In the circus, they are referred to as “lot lice” – winos who, no matter how many times they are given the bum’s rush, keep coming back and hanging around. They drop their lit cigarette butts in the sawdust right next to the Big Top during a sellout performance.
Actually, they are easy enough to deal with, but it means a little cutting off of the milk of human kindness.
The Church of Satan, like any operation, has always had its share of lot lice. There are simple ways of dealing with them. The first is the “Freeze.” that means that no mention is made of them, no phone calls are returned, and there is no way they can sneak under the tent flap (retain any social benefits, while ostracized, in a casual or roundabout manner).
Certain outmoded responses still work, because they are so straightforward. If detained or engaged by lot lice of any stripe, i.e. unwanted persons, dialogue is disastrous.
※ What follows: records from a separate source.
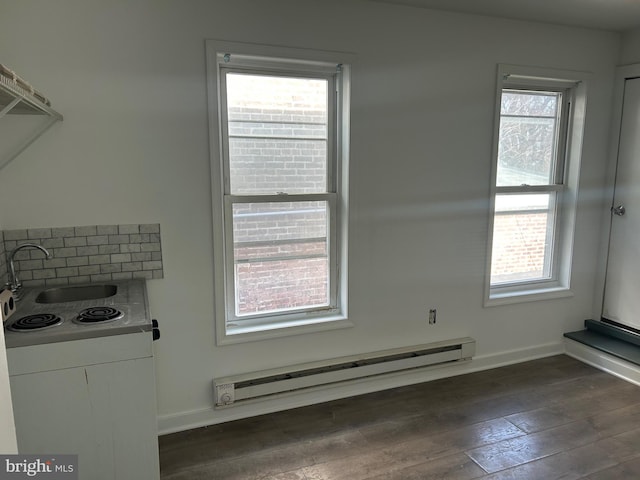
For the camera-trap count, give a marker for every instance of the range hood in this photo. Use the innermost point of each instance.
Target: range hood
(25, 114)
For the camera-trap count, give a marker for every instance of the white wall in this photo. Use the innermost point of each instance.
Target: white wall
(630, 49)
(129, 78)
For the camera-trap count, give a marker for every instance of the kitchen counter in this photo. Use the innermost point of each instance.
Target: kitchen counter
(130, 298)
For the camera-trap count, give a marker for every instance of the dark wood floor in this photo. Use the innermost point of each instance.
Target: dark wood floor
(545, 419)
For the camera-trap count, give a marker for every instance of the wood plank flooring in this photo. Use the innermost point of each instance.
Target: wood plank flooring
(545, 419)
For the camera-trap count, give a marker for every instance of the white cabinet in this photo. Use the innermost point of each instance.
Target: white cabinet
(98, 405)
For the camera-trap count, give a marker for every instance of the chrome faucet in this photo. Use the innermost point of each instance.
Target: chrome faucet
(14, 282)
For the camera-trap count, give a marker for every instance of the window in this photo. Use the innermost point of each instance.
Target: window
(536, 155)
(280, 202)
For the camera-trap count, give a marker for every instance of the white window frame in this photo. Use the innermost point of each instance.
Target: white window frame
(224, 57)
(565, 182)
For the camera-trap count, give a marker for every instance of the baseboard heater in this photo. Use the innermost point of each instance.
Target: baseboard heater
(236, 389)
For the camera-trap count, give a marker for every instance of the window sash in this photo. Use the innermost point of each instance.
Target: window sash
(555, 189)
(331, 148)
(291, 69)
(552, 234)
(230, 261)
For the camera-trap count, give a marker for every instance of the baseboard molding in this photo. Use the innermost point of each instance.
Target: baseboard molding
(172, 423)
(603, 361)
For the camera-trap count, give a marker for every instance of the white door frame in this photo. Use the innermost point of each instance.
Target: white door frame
(623, 73)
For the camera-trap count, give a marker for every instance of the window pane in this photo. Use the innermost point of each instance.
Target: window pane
(522, 238)
(281, 259)
(278, 134)
(528, 138)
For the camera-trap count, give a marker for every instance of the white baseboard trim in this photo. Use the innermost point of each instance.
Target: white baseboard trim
(181, 421)
(603, 361)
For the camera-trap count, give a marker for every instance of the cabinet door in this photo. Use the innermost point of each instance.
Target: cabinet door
(105, 413)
Verbal communications must be confined to such simplistic and readily understood statements as, “Get lost!”, “Take a hike!”, “I got nothing to say to you, go away, you smell bad!”, “You’re bad news!”, “Go peddle your papers!”, “Somebody get that bum outta here!”, “Are you still hanging around?”, or that succinct but lucid directive, “Go fuck yourself!”
Unfortunately, political correctness and increased concern for the rights of others, however unworthy, has encouraged lot lice, who cannot possibly understand why anyone should take exception to their M.O., let alone ostracize or hold a grudge against them. After all, are they not still a part of “the occult community” and what’s a little difference among colleagues? It is precisely this attitude that maintains “dialogue,” better spent on productive comrades, than on contentious, malcontent, and parasitic lot lice.
Remember: you give their lives meaning. They need you. You don’t need them. Even as their sworn enemy, you represent a presence in their otherwise barren and rejected identities. That’s why lot lice will always be found hanging around the Big Top. And they always have plenty of criticism and advice on how the show should be run. And no matter how many times a bartender kicks their ass out onto the sidewalk, a few days later, they’ll still poke their ugly faces in the door to see the action inside.
At least know them for what they are, and deal with them accordingly. You’ll have a lot less frustration.